EU Pushes Big Business|for Tax Transparency

     (CN) – The European Commission on Tuesday proposed requiring multinational corporations to publish how much tax they pay to every EU state, part of an ongoing effort to crack down on tax-dodging and sweet corporate-tax deals.
     “Our economies and societies depend on a tax system that’s fair, a principle that applies both to individuals and to business. Yet today, by using complicated tax arrangements, some multinationals can pay nearly a third less tax than companies that only operate in one country,” taxation commissioner Jonathan Hill said in a statement. “Our proposal to increase transparency will help make companies more accountable.
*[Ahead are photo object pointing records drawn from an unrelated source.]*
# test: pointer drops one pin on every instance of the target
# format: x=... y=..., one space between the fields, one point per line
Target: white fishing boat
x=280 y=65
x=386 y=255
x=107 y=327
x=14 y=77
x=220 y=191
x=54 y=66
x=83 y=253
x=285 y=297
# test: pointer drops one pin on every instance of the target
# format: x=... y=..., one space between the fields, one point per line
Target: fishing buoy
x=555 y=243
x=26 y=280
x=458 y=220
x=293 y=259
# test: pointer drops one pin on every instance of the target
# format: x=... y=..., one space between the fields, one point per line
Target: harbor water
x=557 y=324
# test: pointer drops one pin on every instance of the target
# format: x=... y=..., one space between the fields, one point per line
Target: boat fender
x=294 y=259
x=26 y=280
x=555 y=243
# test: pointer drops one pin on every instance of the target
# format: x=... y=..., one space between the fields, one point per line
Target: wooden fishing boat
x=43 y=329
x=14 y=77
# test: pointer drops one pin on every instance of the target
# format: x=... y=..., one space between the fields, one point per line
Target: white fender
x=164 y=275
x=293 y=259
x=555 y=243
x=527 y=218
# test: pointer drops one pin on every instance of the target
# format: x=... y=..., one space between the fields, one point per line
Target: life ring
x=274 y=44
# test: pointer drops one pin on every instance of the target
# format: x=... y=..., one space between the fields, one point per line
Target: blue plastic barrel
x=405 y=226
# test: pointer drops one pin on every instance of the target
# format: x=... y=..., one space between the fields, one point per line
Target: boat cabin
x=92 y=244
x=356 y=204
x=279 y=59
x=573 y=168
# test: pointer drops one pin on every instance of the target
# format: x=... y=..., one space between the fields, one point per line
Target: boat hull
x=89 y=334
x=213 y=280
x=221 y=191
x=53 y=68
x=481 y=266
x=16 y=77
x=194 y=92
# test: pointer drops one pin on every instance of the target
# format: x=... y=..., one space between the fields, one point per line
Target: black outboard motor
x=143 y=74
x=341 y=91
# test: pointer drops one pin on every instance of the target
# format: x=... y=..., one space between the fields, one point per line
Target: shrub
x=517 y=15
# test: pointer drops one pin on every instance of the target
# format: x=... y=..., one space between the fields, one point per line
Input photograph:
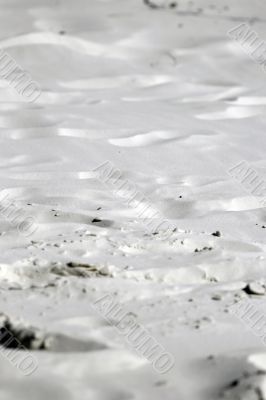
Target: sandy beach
x=132 y=204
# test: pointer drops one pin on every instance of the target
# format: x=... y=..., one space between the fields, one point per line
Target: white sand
x=173 y=102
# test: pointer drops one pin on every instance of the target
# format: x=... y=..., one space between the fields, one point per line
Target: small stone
x=217 y=233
It will promote fairer competition between companies regardless of their size.”
     Besides disclosing how much tax large multinational corporations pay to each EU member state, the commission’s proposal would require corporations to disclose how much tax they pay on business done outside the European Union. While these figures can be aggregated, any business done in nations known to be tax havens must be disclosed separately and in full – a move to address concerns stemming from revelations of tax-dodging made by the so-called Panama Papers released earlier this month.
     “Any multinational company – European or not – that is currently active in the EU’s single market with a permanent presence in the union and that has a turnover in excess of 750 million euros would have to comply with these additional transparency requirements,” the commission said in a statement.
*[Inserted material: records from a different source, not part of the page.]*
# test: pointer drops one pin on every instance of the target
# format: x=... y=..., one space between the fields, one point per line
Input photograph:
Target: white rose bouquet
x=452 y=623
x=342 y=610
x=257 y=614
     Additionally, the corporations must provide information on the nature of their EU activities on a state-by-state basis, the number of people they employ, their net turnover – including that of their subsidiaries, profit before tax, income tax due versus amount of tax actually paid, and accumulated earnings.
     The reports should also include an explanation for discrepancies between taxes owed and paid, the commission said.
     Hill said the commission’s proposal is meant to protect small- and medium-sized businesses from multinational powerhouses.
     “It should not be the case that smaller companies, which are not able to shift their profits or cannot afford clever tax advice to minimize their bills,” Hill said. “It is not right that they are at a competitive disadvantage to big multinationals.
     “I say this as someone who is unashamedly pro-business, and unashamedly pro-competition. But I would prefer businesses to be concentrating on their customers, on service, on product innovation, on true competition – rather than competition of the creativity of their tax advisers.”
     The commission’s proposal comes amid completed and ongoing investigations of sweet corporate-tax deals to multinational corporations by member states. Earlier this year, the commission ordered Belgium to claw back $760 million in tax breaks given to 35 multinational companies in an excess profit tax scheme.
     In 2015, the EU’s regulatory and administrative body ordered the Dutch and Luxembourgish governments to claw back up to $67 million in unpaid taxes from Starbucks and Fiat, respectively. Meanwhile, similar investigations into whether Ireland’s deal with Apple and Luxembourg’s tax treatment of Amazon comply with state-aid rules continue.
     The commission’s proposal heads to the European Parliament for its consideration and then to the EU Council for final approval by a qualified majority.
     If approved, member states would have one year to pass national legislation transposing the transparency requirements into law.